Le second fil se passe sur l’inhospitalière planète Bleak. On y croise Beale, un Paxer insubordonné et tête brûlée, Razer, une journaliste qui rassemble des biographies pour  le site Trulife (la téléréalité locale), et Tallen, un nobody, seul survivant d'une tuerie de masse. Sur ce monde frontière, balayé par des vents apocalyptiques, où sont entreposés les sarcophages des mourants d'Afterlife, il apparaît vite aux yeux de Beale et de Razer que l'aide médicale reçue par Tallen est plus que suspecte et que la tuerie elle-même ressemble à tout sauf à l'acte d'un fou en goguette. D'autant qu'il  semble que la bonne politique sur la question soit de laisser-tomber et de passer à la suite. Chose que ni Beale ni Razer ne feront, évidemment.

"The Rig" est un roman dur et efficace comme l'est le meilleur cyberpunk, hardboiled comme du Chandler. De plus en plus tendu au fil des pages, il est rempli de phrases pleines d'esprit et de pertinence (et quelle inventivité lexicale !) pour décrire un drame de trahisons et de passions, « une histoire pleine de bruit et de fureur » comme on frissonne d'en lire.
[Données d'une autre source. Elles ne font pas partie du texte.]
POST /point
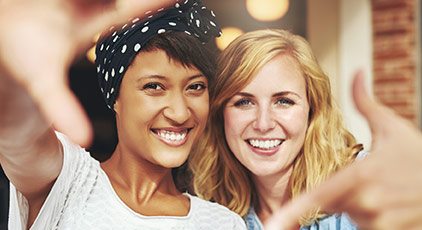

C'est déjà plus que n'offrent quantité d'autres textes. Mais "The Rig" est bien plus que cela.
Il propose aux lecteurs de beaux personnages, complexes et superbement décrits. Il délivre une réflexion sur le besoin irrépressible d'espoir contre la finitude (fut-il physique et non plus métaphysique). Il met en lumière les excès et les limites de la transparence numérique, comme la passion – souvent morbide – de savoir, de compatir, de juger qui est le miel des réseaux sociaux. Il est une superbe mise en lumière des statuts concurrents de la vérité et de la narration, et éclaire la façon dont s'écrivent les Evangiles. Pour ce faire et tout du long, il surprend, induit son lecteur en erreur, le retourne, et lui tourneboule le cerveau, de fausses pistes en faux semblants, jusqu'à des dévoilements inattendus.

Un bien beau travail d'auteur et un bien beau livre.